Output 73.15.3 shows a significant effect (p = 0.0030) of Disease
on the disease-free survival. With the reference coding, the CLASS variable Disease
is represented by two dummy variables. Parameter estimates and Wald tests for individual parameters are shown in Output 73.15.3.

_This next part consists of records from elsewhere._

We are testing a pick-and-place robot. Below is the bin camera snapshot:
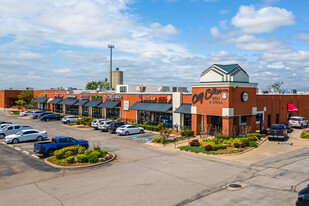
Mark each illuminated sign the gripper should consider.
[192,88,229,104]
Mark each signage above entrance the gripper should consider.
[192,88,229,104]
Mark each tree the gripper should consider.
[86,79,109,91]
[271,82,284,92]
[17,90,33,104]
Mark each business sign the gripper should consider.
[104,93,122,100]
[54,94,63,98]
[123,100,130,110]
[192,88,229,104]
[91,95,102,99]
[80,94,89,99]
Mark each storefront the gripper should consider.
[130,102,173,128]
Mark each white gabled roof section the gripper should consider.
[200,64,249,83]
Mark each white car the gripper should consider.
[98,120,114,132]
[116,124,144,135]
[3,129,47,144]
[19,111,32,117]
[61,116,81,124]
[91,119,106,129]
[289,116,308,128]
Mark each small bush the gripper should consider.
[181,130,194,137]
[76,154,88,163]
[190,139,200,147]
[67,156,75,164]
[234,142,240,148]
[64,151,74,157]
[93,146,101,151]
[54,150,64,160]
[153,137,162,143]
[87,152,99,163]
[204,145,213,151]
[78,147,86,154]
[84,149,93,155]
[248,141,258,147]
[99,150,107,157]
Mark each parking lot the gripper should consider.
[0,113,158,159]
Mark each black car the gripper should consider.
[108,122,127,133]
[280,122,293,133]
[41,114,62,122]
[296,184,309,206]
[38,112,54,119]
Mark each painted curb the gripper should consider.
[44,152,116,169]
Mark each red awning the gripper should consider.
[288,104,298,112]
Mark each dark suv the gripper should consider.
[267,124,288,140]
[108,122,127,133]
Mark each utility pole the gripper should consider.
[108,44,115,89]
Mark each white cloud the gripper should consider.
[231,5,295,34]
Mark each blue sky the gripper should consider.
[0,0,309,90]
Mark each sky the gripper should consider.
[0,0,309,91]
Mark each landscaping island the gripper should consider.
[46,145,115,168]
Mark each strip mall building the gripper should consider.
[0,64,309,135]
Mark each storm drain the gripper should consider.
[225,182,248,190]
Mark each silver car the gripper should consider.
[3,129,47,144]
[289,116,308,128]
[116,124,144,135]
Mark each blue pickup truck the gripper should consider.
[33,137,89,156]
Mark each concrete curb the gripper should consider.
[44,152,116,169]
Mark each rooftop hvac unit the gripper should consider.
[136,86,146,92]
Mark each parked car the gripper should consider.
[116,124,144,135]
[268,124,288,140]
[108,122,127,133]
[91,119,106,129]
[19,111,32,117]
[61,116,80,124]
[33,137,89,156]
[3,129,47,144]
[37,112,54,119]
[40,114,62,122]
[289,116,308,128]
[280,122,293,133]
[296,184,309,206]
[0,124,32,139]
[98,121,115,132]
[0,121,12,126]
[30,110,45,119]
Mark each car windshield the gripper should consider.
[16,131,23,135]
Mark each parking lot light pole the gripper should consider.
[108,44,115,89]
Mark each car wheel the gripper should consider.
[12,139,19,144]
[47,149,54,157]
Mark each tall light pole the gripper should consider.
[108,44,115,89]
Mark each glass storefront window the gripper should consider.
[106,108,120,119]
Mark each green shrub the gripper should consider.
[180,130,194,137]
[76,154,88,163]
[87,152,99,163]
[84,149,93,155]
[99,150,108,157]
[248,141,258,147]
[93,146,101,151]
[54,150,64,160]
[153,137,162,143]
[78,147,86,154]
[90,151,101,158]
[64,151,74,157]
[67,156,75,164]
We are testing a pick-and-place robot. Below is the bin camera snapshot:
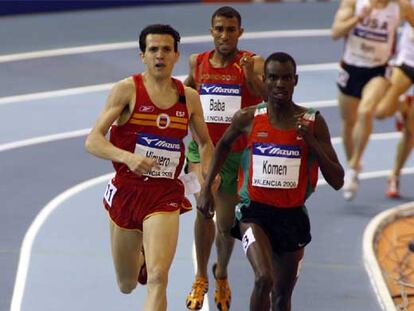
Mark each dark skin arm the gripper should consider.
[197,106,256,218]
[297,113,344,190]
[184,54,198,90]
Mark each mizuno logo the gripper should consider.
[138,106,154,112]
[256,146,272,153]
[201,85,216,93]
[201,84,241,95]
[142,137,158,145]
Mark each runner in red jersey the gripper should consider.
[185,6,264,311]
[85,25,213,311]
[198,52,344,311]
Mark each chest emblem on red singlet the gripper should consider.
[256,132,269,138]
[175,111,185,118]
[156,113,171,129]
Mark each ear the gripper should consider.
[239,27,244,38]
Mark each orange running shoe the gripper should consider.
[185,276,208,310]
[213,263,231,311]
[385,176,400,199]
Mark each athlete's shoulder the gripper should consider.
[112,76,135,93]
[183,85,199,100]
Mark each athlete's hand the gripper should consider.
[197,187,215,219]
[125,153,159,176]
[240,54,254,79]
[358,4,373,22]
[296,118,316,145]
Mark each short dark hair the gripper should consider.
[211,6,241,27]
[264,52,296,75]
[139,24,181,53]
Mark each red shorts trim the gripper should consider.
[103,176,191,231]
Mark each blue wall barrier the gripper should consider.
[0,0,201,15]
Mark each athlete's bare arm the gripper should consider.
[396,0,414,27]
[197,106,256,218]
[85,78,155,175]
[331,0,372,40]
[185,87,214,176]
[240,54,266,98]
[297,113,344,190]
[184,54,198,89]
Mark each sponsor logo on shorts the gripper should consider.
[138,106,154,112]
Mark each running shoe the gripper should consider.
[213,263,231,311]
[185,276,208,310]
[342,169,358,201]
[385,176,400,199]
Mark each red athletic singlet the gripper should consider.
[110,75,189,179]
[194,50,262,152]
[240,104,318,208]
[104,75,191,230]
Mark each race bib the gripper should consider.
[200,83,241,123]
[252,143,301,189]
[135,133,181,179]
[104,179,117,206]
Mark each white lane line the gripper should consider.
[0,128,91,152]
[0,63,338,106]
[0,29,330,63]
[0,83,113,106]
[10,167,414,311]
[0,128,401,152]
[10,173,113,311]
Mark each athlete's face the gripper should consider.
[370,0,390,8]
[141,34,179,78]
[210,16,243,56]
[264,61,298,104]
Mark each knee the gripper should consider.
[254,271,273,293]
[147,267,168,287]
[272,293,290,310]
[217,223,231,237]
[272,286,293,310]
[118,280,137,294]
[358,105,373,122]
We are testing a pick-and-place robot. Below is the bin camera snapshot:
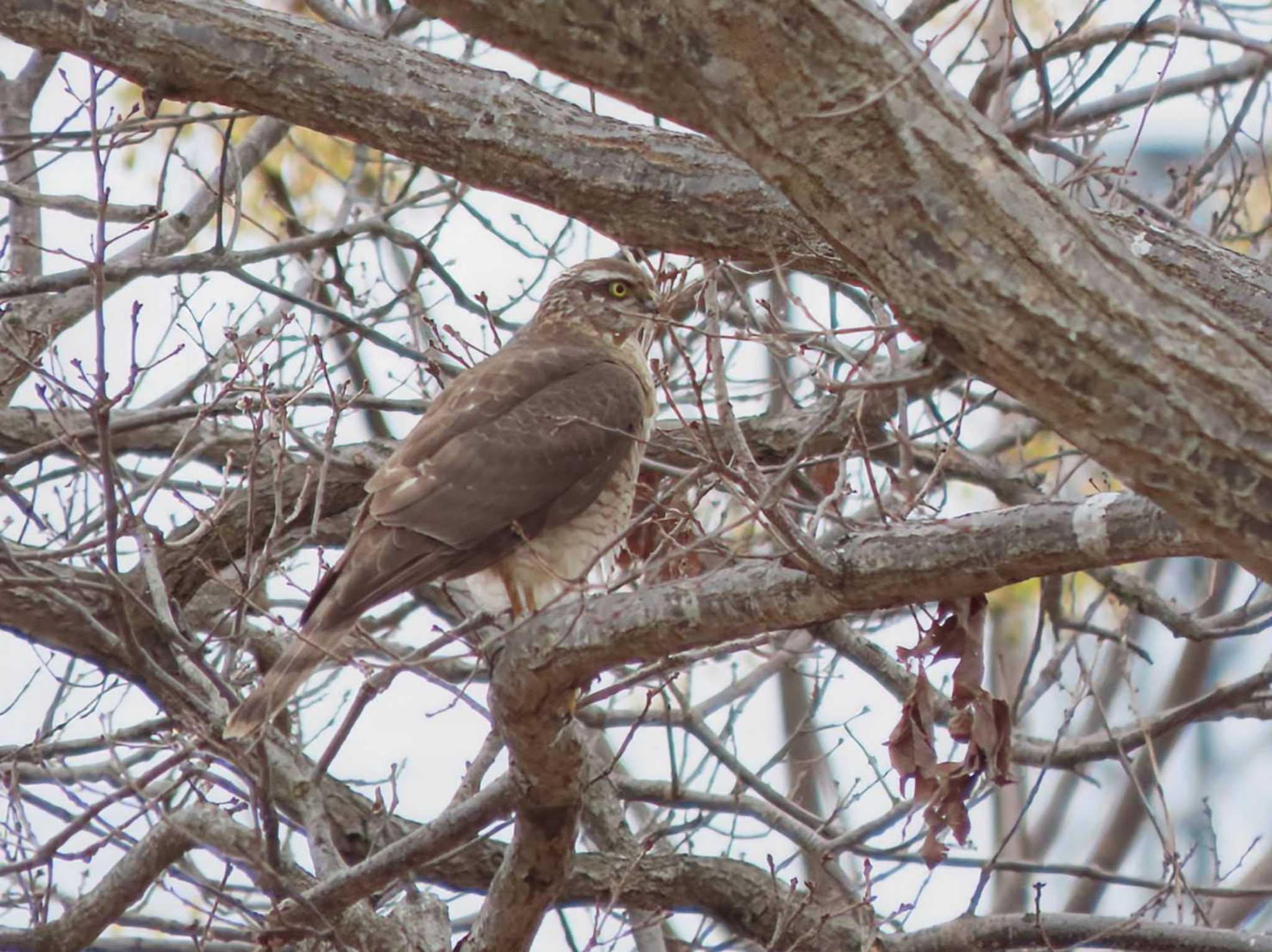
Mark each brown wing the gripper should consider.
[224,347,646,738]
[304,347,645,627]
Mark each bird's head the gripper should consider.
[534,258,658,346]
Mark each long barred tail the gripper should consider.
[221,625,345,740]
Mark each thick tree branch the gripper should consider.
[416,0,1272,587]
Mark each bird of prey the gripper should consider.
[224,258,658,738]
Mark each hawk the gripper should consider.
[224,258,658,738]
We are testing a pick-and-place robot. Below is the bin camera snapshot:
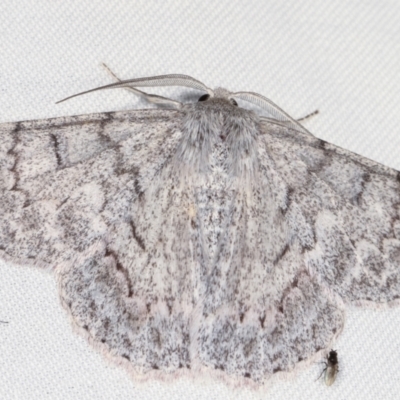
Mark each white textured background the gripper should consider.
[0,0,400,400]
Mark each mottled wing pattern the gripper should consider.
[0,99,400,382]
[0,110,181,268]
[262,125,400,305]
[196,126,344,382]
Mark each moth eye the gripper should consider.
[197,94,210,101]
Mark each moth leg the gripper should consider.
[102,63,182,109]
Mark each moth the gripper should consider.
[0,69,400,385]
[318,350,339,386]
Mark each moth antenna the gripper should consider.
[230,92,314,136]
[102,63,182,109]
[56,74,214,104]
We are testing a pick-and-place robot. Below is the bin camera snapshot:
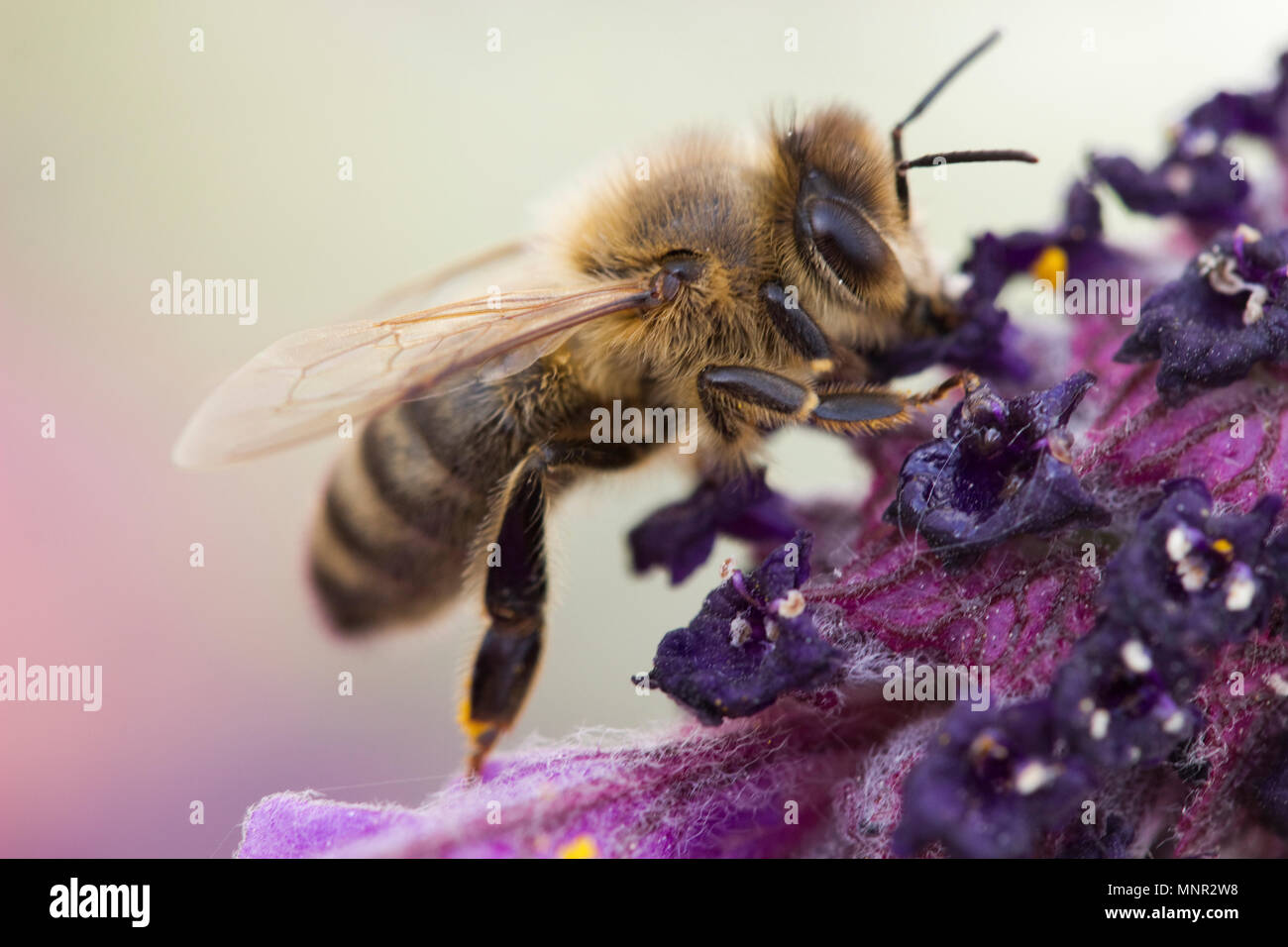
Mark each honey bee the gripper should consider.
[174,34,1035,773]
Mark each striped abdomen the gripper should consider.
[312,388,522,630]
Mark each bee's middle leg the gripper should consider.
[461,441,640,775]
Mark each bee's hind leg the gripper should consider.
[461,441,640,775]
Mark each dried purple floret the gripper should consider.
[885,371,1109,565]
[1056,811,1136,858]
[1115,227,1288,406]
[1091,150,1249,224]
[894,701,1094,858]
[1102,478,1280,647]
[628,468,796,585]
[1177,53,1288,154]
[638,532,842,725]
[1051,624,1201,767]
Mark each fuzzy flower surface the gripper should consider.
[239,56,1288,858]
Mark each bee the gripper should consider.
[174,34,1035,773]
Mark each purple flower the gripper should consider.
[1056,811,1136,858]
[627,468,796,585]
[1051,625,1199,767]
[885,371,1108,565]
[231,52,1288,857]
[1115,227,1288,406]
[962,180,1129,288]
[894,701,1094,858]
[1100,478,1280,648]
[868,286,1031,381]
[636,532,841,725]
[1177,53,1288,154]
[1091,150,1248,224]
[1239,733,1288,836]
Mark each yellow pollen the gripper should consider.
[456,699,492,743]
[555,835,599,858]
[1029,244,1069,284]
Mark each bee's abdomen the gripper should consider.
[312,398,509,631]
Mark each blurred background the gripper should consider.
[0,0,1288,857]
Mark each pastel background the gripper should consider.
[0,0,1288,857]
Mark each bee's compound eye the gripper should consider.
[804,197,893,291]
[651,250,703,305]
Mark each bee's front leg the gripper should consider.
[698,366,974,442]
[461,440,644,775]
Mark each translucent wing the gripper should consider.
[172,246,649,467]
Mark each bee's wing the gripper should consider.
[172,270,649,467]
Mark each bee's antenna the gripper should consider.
[896,149,1038,170]
[890,30,1004,218]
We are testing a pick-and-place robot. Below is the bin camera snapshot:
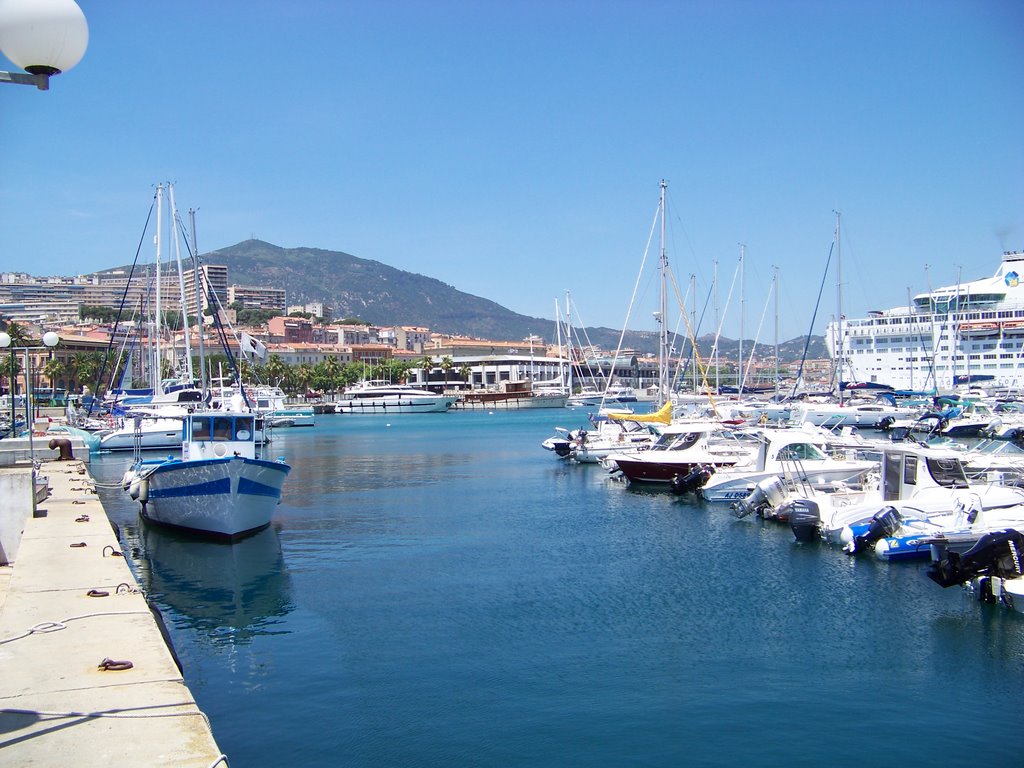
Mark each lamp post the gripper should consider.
[0,0,89,91]
[0,331,60,466]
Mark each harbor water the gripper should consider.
[91,410,1024,768]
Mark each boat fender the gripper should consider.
[128,477,150,504]
[49,437,75,462]
[733,475,784,519]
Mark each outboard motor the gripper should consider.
[729,477,785,519]
[672,464,715,494]
[790,499,821,542]
[49,437,75,462]
[928,528,1024,588]
[844,507,903,555]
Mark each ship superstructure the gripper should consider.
[825,251,1024,391]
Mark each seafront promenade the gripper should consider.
[0,460,226,768]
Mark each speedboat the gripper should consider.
[928,528,1024,612]
[601,422,758,484]
[781,442,1024,551]
[122,412,291,540]
[335,381,457,414]
[692,429,879,502]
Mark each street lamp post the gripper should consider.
[0,0,89,91]
[0,331,60,467]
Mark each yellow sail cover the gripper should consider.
[608,400,672,424]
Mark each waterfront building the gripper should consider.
[227,286,287,314]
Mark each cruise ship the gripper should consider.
[825,251,1024,392]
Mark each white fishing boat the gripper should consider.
[334,381,457,414]
[123,412,291,539]
[97,411,190,451]
[696,429,879,502]
[774,442,1024,552]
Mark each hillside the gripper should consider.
[117,240,826,360]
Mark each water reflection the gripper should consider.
[138,525,293,643]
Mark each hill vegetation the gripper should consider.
[103,240,826,360]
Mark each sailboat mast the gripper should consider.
[657,179,670,406]
[188,208,206,396]
[167,184,194,386]
[150,184,164,394]
[835,211,844,406]
[565,291,573,394]
[736,243,746,395]
[690,274,707,394]
[773,266,778,395]
[714,259,722,392]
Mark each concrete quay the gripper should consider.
[0,460,227,768]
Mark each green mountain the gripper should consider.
[203,240,826,359]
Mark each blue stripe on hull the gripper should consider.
[150,477,231,499]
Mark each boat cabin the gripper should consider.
[181,413,256,461]
[882,446,968,501]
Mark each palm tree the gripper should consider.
[295,362,314,394]
[43,357,67,389]
[441,354,455,384]
[416,354,434,386]
[71,352,103,395]
[263,354,291,388]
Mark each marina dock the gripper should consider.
[0,460,226,768]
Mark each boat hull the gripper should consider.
[334,395,455,414]
[140,457,291,539]
[614,457,735,484]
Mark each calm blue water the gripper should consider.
[92,411,1024,768]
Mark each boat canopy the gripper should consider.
[608,400,672,424]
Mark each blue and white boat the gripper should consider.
[123,412,291,539]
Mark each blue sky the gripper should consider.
[0,0,1024,343]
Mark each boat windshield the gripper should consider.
[650,432,703,451]
[190,416,253,442]
[778,442,826,461]
[925,458,967,488]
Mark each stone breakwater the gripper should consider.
[0,461,224,768]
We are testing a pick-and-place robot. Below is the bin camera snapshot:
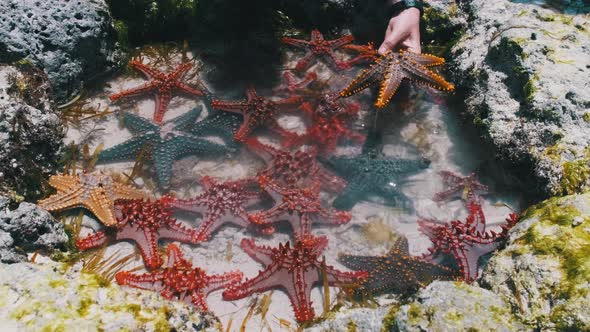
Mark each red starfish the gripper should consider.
[418,203,518,282]
[283,29,354,71]
[170,176,268,241]
[211,87,301,142]
[246,138,346,192]
[115,243,242,312]
[109,60,209,123]
[248,176,351,240]
[342,43,379,66]
[284,92,365,154]
[223,237,367,322]
[76,197,199,269]
[434,171,488,206]
[272,71,318,95]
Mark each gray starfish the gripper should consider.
[98,108,235,187]
[327,154,430,210]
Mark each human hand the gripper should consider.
[378,7,421,54]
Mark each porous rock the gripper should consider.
[0,0,119,102]
[480,194,590,331]
[448,0,590,195]
[0,262,214,331]
[0,61,63,200]
[0,197,68,263]
[391,281,525,331]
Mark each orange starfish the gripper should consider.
[109,60,209,123]
[340,50,455,108]
[38,172,145,226]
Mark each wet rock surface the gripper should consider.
[480,194,590,331]
[0,62,64,200]
[449,0,590,195]
[0,196,68,263]
[0,262,215,331]
[393,281,523,331]
[0,0,119,102]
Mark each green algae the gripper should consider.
[381,304,399,332]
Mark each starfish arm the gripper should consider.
[340,57,389,97]
[240,239,273,266]
[282,38,310,48]
[117,224,162,269]
[223,264,284,301]
[204,271,244,294]
[154,91,172,123]
[403,50,445,67]
[111,182,146,200]
[402,63,455,91]
[157,221,204,243]
[123,112,158,134]
[48,174,80,191]
[98,136,148,161]
[295,51,315,71]
[170,106,203,130]
[130,60,164,79]
[76,231,108,251]
[37,186,85,211]
[109,82,158,101]
[170,194,208,214]
[338,255,384,271]
[375,65,404,108]
[328,35,354,49]
[190,290,209,312]
[326,265,367,284]
[115,271,164,292]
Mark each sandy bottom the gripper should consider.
[60,47,520,331]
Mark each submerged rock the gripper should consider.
[0,0,119,102]
[0,263,210,331]
[0,63,64,200]
[0,196,68,263]
[388,281,523,331]
[480,193,590,331]
[449,0,590,194]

Hazard ratio estimates of one disease group relative to another disease group are displayed in Output 73.15.4. The hazard of relapse for the ALL patients is 2.2 times that for the AML-low risk patients, and the hazard for the AML-high risk patients is 1.7 times that for the ALL patients. It is expected that at any given time after the transplant, an AML high-risk patient is more likely to relapse than an ALL patient, and an ALL patient is more likely to relapse than an AML low-risk patient. Such ordering of probabilities is revealed in the plot of the cumulative incidence functions in Output 73.15.5.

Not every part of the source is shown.